INDEPENDENT NEWS

Suggestions That ANZ Action Is In Best Interests Of Customers Is Laughable

Published: Wed 16 Dec 2020 06:30 AM
Suggestions by former ANZ Economist Cameron Bagrie that his former employer’s move to implement 40% Loan to Value restrictions shows it is thinking of the best interests of customers would be laughable if it wasn't so tragic.
The last thing the ANZ bank is doing is thinking of its customers.
If it was doing that its shareholders would be up in arms demanding answers.
As a business its job is to create money out of thin air and lend it to borrowers in a way that’s designed to return the greatest amount of profit to those shareholders.
The announcement by the ANZ is cynically making the most of the opportunity for a public relations exercise that appears to show it in a responsible light.
If the bank had wanted to do the best thing for its customers it would already have been severely restricting the ability of big investors to borrow more money and ensured that in doing so it put the brakes on rampaging house prices to give first home buyers a chance.
But that would not have suited its function which is to meet its shareholders’ increasing dividend requirements.

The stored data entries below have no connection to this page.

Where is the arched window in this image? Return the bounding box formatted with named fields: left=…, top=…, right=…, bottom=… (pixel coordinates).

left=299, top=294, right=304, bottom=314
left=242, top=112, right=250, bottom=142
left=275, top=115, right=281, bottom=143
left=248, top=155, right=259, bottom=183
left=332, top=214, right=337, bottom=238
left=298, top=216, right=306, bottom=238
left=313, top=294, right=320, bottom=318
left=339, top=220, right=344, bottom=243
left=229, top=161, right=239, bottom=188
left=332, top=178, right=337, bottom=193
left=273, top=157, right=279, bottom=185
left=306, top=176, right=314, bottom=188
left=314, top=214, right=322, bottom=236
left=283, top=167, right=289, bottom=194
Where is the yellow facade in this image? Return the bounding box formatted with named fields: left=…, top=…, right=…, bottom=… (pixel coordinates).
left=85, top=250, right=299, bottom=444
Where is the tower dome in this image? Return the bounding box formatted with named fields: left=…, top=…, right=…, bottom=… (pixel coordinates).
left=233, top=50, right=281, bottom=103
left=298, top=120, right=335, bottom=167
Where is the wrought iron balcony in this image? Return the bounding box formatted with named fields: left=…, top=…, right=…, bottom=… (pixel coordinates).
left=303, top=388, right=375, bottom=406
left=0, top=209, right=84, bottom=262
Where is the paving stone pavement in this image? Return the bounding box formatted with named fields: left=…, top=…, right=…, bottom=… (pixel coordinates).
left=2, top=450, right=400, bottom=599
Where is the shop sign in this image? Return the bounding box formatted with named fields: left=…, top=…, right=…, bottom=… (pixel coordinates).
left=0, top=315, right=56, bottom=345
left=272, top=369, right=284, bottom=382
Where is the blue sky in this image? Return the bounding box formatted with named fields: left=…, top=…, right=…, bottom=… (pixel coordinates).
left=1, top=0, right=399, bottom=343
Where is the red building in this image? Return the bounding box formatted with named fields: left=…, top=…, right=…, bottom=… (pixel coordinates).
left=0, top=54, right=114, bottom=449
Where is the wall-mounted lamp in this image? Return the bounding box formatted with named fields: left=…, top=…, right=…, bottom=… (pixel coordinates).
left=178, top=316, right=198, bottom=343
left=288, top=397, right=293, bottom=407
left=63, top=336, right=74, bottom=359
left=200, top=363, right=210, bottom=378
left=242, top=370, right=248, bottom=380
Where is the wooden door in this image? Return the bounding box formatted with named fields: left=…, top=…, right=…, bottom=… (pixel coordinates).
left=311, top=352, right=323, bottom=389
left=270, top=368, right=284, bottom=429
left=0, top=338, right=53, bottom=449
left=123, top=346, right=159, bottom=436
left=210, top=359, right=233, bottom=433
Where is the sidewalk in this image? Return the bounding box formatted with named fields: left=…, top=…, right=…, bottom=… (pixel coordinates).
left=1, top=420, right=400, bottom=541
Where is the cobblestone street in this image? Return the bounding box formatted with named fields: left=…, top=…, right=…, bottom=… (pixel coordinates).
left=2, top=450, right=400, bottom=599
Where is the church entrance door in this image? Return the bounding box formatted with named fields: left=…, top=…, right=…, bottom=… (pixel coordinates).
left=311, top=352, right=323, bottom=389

With interest rates so low, ever increasing house prices have generated a money creation splurge by the commercial banks as lending on higher house prices helps them replace their tighter margins with an increased volume of interest income and loan fees.
The ANZ is simply concerned that some of its borrowers are becoming over extended and is clipping their wings a little to ensure that when there is a downturn in the housing market it does not get caught with a mass of bad debts that would cause it significant problems.
It could have done that without the fanfare – and probably already was – by simply declining to lend certain investors any more money.
The reality is that the bulk of property investors will be able to meet the new 40 percent LVR level the ANZ has announced and there are so many loopholes there will be little effect on runaway house prices while commercial banks see property as the highest profit avenue for their newly created money.